TransCanada appealed Morris’ ruling last month to the 9th U.S. Circuit Court of Appeals. On Monday, the company plans to argue that Morris’ order blocking construction should be stayed while that appeal is pending, “with the goal of preserving the 2019 construction season,” according to the company’s request.

Norrie Ramsay, a TransCanada vice president, said in a sworn statement that the company laid off about 650 contract workers from pre-construction activities as a result of Morris’ order. If pre-construction activities resume by March 15, the company could still begin construction by Aug. 1, he wrote.

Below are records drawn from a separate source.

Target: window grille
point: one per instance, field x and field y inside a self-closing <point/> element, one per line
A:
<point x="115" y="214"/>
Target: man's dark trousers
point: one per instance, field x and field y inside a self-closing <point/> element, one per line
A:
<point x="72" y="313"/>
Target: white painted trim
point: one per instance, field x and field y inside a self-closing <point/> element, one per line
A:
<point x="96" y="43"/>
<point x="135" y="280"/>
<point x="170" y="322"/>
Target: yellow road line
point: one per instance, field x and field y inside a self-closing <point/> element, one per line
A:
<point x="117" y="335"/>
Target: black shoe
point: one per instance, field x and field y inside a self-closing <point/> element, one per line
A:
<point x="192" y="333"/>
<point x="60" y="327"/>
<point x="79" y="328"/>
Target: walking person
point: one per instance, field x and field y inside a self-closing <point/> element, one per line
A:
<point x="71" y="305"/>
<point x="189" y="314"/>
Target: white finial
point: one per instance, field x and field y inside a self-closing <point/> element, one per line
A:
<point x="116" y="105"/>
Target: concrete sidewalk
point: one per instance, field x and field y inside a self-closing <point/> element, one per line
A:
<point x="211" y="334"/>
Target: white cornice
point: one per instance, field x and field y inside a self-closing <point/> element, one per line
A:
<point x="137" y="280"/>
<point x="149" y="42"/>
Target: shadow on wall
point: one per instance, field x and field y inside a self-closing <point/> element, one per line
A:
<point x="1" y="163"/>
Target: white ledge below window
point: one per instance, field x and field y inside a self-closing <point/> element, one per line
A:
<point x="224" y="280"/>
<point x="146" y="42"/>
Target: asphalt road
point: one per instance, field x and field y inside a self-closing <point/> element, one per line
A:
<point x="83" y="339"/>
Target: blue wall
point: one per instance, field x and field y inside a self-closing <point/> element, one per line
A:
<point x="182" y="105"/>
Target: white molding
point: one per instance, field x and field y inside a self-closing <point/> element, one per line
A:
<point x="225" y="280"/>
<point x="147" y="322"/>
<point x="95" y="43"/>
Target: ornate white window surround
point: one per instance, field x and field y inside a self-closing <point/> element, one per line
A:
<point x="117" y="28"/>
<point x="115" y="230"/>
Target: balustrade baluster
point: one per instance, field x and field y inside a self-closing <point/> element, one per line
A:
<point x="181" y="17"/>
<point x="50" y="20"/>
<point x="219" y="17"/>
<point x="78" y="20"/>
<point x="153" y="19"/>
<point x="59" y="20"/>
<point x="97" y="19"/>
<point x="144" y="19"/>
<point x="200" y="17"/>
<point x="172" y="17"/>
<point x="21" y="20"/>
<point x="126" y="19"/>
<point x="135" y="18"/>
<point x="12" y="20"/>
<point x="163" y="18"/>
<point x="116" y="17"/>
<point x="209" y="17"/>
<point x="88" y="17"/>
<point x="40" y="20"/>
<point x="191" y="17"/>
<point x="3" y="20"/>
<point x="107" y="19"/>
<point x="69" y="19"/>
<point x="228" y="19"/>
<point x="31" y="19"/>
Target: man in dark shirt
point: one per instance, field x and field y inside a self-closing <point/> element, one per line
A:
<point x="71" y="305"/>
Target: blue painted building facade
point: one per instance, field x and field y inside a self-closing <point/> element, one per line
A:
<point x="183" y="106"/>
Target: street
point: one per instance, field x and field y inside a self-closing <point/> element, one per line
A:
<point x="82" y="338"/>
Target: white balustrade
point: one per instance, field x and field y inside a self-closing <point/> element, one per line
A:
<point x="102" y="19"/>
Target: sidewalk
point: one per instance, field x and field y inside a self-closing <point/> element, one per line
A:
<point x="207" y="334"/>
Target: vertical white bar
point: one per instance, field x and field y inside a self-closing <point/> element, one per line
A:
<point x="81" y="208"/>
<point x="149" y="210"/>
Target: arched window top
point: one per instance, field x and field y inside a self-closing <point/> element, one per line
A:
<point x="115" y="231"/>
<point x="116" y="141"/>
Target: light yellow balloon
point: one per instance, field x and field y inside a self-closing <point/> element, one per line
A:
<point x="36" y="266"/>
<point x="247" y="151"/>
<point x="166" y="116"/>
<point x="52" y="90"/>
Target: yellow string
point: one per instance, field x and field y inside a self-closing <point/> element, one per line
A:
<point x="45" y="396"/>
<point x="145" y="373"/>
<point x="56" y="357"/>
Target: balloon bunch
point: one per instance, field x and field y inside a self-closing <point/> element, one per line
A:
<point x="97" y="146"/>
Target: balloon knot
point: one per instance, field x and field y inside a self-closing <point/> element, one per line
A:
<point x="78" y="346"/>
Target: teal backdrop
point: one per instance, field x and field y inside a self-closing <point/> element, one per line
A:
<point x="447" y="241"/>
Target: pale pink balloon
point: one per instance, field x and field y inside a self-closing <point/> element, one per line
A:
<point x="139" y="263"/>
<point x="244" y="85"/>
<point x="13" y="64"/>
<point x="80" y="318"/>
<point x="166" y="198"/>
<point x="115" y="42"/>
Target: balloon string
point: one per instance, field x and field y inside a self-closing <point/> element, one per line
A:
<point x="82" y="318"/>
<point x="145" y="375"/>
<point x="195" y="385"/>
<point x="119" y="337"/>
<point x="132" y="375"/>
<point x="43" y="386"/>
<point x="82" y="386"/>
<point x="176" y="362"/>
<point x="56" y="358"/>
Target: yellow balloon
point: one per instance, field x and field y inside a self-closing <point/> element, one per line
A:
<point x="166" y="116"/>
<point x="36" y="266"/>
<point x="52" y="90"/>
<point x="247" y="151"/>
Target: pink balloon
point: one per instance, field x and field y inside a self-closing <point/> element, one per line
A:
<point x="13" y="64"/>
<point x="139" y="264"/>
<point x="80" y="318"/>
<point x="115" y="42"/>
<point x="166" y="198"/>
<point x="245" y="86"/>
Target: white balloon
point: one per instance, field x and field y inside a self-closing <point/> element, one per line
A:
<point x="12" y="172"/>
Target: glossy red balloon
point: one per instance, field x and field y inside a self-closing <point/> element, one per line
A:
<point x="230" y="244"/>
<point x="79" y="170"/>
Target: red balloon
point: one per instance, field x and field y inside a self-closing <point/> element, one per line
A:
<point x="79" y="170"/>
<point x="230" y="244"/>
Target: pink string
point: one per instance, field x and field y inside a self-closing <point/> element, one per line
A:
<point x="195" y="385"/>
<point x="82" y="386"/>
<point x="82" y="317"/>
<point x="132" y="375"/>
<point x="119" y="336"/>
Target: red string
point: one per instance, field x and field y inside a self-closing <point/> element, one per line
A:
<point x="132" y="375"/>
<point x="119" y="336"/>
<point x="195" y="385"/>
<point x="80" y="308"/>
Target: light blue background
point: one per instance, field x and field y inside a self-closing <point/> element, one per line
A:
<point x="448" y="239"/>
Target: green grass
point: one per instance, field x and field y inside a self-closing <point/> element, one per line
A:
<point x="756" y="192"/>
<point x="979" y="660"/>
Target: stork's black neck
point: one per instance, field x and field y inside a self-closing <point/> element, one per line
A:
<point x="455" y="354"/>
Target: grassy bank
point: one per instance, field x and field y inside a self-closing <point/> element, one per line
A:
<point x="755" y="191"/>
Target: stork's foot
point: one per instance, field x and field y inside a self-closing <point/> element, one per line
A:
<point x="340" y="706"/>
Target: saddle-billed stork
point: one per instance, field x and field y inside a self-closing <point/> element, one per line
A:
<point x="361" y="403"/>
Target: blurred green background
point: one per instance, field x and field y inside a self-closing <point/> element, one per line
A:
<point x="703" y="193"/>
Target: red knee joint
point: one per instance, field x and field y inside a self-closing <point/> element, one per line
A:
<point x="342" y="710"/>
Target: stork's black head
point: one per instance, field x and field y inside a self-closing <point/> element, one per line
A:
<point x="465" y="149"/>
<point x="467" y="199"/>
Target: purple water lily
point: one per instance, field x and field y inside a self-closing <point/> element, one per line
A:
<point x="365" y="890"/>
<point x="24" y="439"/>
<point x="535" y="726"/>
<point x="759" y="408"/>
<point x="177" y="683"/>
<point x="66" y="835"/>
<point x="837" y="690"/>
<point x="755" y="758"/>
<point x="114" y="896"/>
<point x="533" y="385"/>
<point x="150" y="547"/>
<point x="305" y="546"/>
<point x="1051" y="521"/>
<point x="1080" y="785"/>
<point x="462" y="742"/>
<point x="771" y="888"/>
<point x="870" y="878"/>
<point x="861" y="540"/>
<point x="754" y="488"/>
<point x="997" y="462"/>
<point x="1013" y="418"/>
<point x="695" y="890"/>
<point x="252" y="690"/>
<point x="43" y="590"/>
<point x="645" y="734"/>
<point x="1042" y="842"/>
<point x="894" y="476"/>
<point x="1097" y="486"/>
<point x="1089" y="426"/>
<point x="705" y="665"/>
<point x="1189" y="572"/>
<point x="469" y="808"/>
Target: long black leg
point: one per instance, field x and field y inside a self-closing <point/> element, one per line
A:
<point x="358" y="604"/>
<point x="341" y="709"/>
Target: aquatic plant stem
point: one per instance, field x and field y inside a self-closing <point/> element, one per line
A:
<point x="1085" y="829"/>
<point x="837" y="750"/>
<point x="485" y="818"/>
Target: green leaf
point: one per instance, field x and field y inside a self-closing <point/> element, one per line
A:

Any later, and the company would be unable to perform any construction in 2019, creating a one-year delay that would add significant costs to the project, he wrote.

The injunction also hurts U.S. energy security interests and bilateral relations with Canada, TransCanada attorneys told the judge.

The environmental groups that sued to block the Keystone XL pipeline permit say the injunction is necessary to protect the public’s interest in complying with environmental laws, and none of TransCanada’s arguments justifies lifting it.